The Section 802 of the Stimulus is worth a read because it may very well change the way Medicine is practiced in the United States. Here it is in detail:

"SEC. 802. FEDERAL COORDINATING COUNCIL FOR COMPARATIVE CLINICAL EFFECTIVENESS RESEARCH.

(a) ESTABLISHMENT.—There is hereby established a Federal Coordinating Council for Comparative Clinical Effectiveness Research (in this section referred to as the ‘‘Council’’).

(b) PURPOSE; DUTIES.—The Council shall—

(1) assist the offices and agencies of the Federal Government, including the Departments of Health and Human Services, Veterans Affairs, and Defense, and other Federal departments or agencies, to coordinate the conduct or support of comparative clinical effectiveness and related health services research; and

(2) advise the President and Congress on— (A) strategies with respect to the infrastructure needs of comparative clinical effectiveness research within the Federal Government; (B) appropriate organizational expenditures for comparative clinical effectiveness research by relevant Federal departments and agencies; and (C) opportunities to assure optimum coordination of comparative clinical effectiveness and related health services research conducted or supported by relevant Federal departments and agencies, with the goal of reducing duplicative efforts and encouraging coordinated and complementary use of resources.

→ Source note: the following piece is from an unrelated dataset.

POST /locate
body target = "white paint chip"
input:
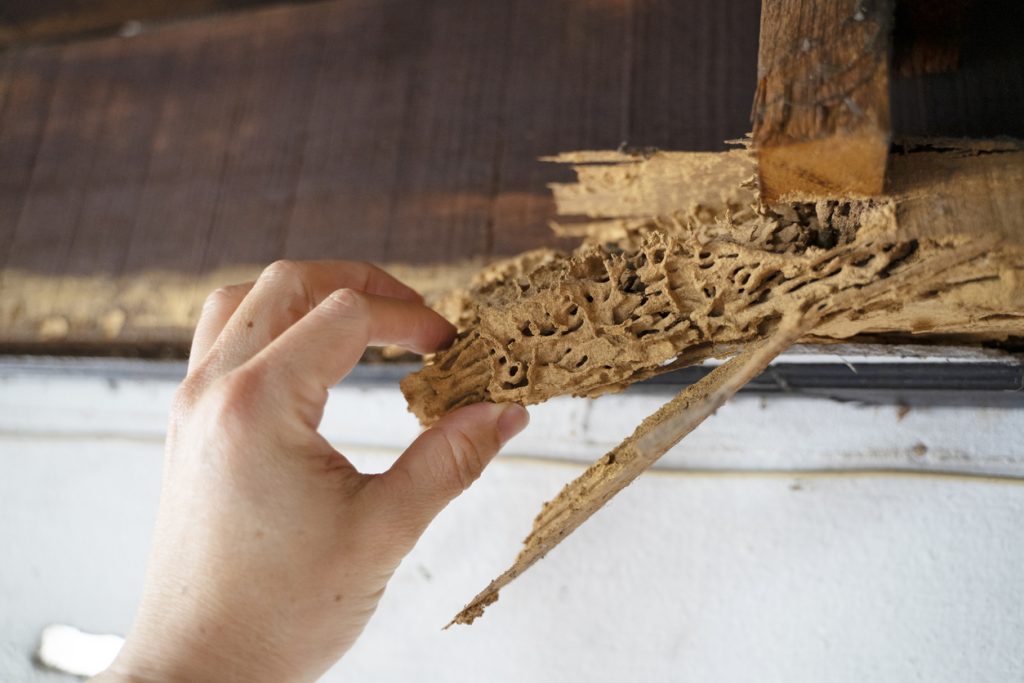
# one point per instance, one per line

(c) MEMBERSHIP.— (1) NUMBER AND APPOINTMENT.—The Council shall be composed of not more than 15 members, all of whom are senior Federal officers or employees with responsibility for health related programs, appointed by the President, acting through the Secretary of Health and Human Services (in this section referred to as the ‘‘Secretary’’). Members shall first be appointed to the Council not later than 30 days after the date of the enactment of this Act. (2) MEMBERS.— (A) IN GENERAL.—The members of the Council shall include one senior officer or employee from each of the following agencies: (i) The Agency for Healthcare Research and Quality. (ii) The Centers for Medicare and Medicaid Services. (iii) The National Institutes of Health. (iv) The Office of the National Coordinator for Health Information Technology. (v) The Food and Drug Administration. (vi) The Veterans Health Administration within the Department of Veterans Affairs. (vii) The office within the Department of Defense responsible for management of the Department of Defense Military Health Care System. (B) QUALIFICATIONS.—At least half of the members of the Council shall be physicians or other experts with clinical expertise. (3) CHAIRMAN; VICE CHAIRMAN.—The Secretary shall serve as Chairman of the Council and shall designate a member to serve as Vice Chairman.

(d) REPORTS.— (1) INITIAL REPORT.—Not later than June 30, 2009, the Council shall submit to the President and the Congress a report containing information describing Federal activities on comparative clinical effectiveness research and recommendations for additional investments in such research conducted or supported from funds made available for allotment by the Secretary for comparative clinical effectiveness research in this Act. (2) ANNUAL REPORT.—The Council shall submit to the President and Congress an annual report regarding its activities and recommendations concerning the infrastructure needs, appropriate organizational expenditures and opportunities for better co ordination of comparative clinical effectiveness research by relevant Federal departments and agencies.

(e) STAFFING; SUPPORT.—From funds made available for allotment by the Secretary for comparative clinical effectiveness research in this Act, the Secretary shall make available not more than 1 percent to the Council for staff and administrative support."

This creates two new Offices and expands one:

(1) The Agency for Healthcare Research and Quality.
(2) The Centers for Medicare and Medicaid Services.
(3) The Office of the National Coordinator for Health Information Technology.

These offices will create policies and procedures to select the most effective health care treatments to be mandated by the Federal Government. This is a very powerful creation and may very well change the way we see health care being delivered in the future. This is the first big step, it is the camel's nose in the tent.